Route information
- Length: 245 mi (394 km)

Major junctions
- South end: Kobero, Burundi
- Bugene, Tanzania
- North end: Mutukula, Uganda & Kikagati, Uganda

= Kobero–Bugene–Mutukula–Kikagati Road =

Road in Tanzania

Kobero–Bugene–Mutukula–Kikagati Road, also Burundi–Tanzania–Uganda Road, is a road in the Kagera Region of Tanzania. The road connects the border towns of Mutukula and Kikagati in Uganda, to the border town of Kobero, in Burundi. The road allows direct access between Uganda and Burundi, promoting exchange of goods and passengers, avoiding routes through Rwanda, where free movement of Ugandan goods and passengers are restricted, since February 2019.

==Location==
The road starts at Kobero Border Crossing Point, at the international border between Burundi and Tanzania.

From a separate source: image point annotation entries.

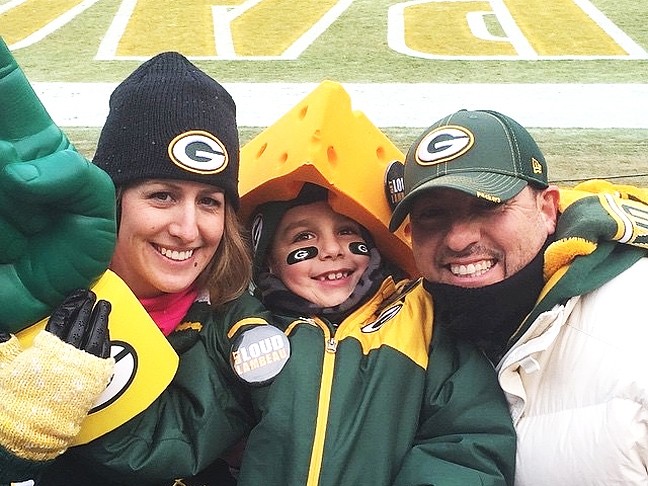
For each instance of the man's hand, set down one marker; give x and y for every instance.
(57, 209)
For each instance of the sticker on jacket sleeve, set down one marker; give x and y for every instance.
(259, 354)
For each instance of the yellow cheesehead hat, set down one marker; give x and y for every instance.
(322, 141)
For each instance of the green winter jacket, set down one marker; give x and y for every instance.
(382, 400)
(204, 396)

It then travels north-eastwards for approximately 190 km to the town of Bugene, in the Karagwe District of Tanzania.

At Bugene, the road forks into two. The left fork travels north-westwards for an estimated 115 km to Kikagati, in Isingiro District, at the border between Tanzania and Uganda. The right fork travels north-eastwards to Mutukula, Uganda, a distance of approximately 88 km.
The total road distance of this project measures approximately 394 km.

==Upgrading to bitumen==
Parts of this route corridor in Tanzania are bitumen surfaced. However, the roads in Uganda connecting to this road, are in various stages of disrepair. As of May 2021, the 90 km Masaka–Mutukula Road is described as "in bad shape". As recently as January 2020, the government of Uganda revealed plans to expand and re-surface this road. The Mbarara–Kikagati Road, measuring 62 km was converted to standard II bitumen, with shoulders, culverts and drainage channels, between 2011 and 2014.

Repairs may be required as well to the 124 km road between Kobero Border Crossing Point, in Burundi, to the country's capital city at Gitega.

==Way forward==
High level teams of politicians and technocrats from the three East African Community member states are scheduled to meet to pave the way forward. It is expected that each country will pay for the portion of this highway that passes through its territory.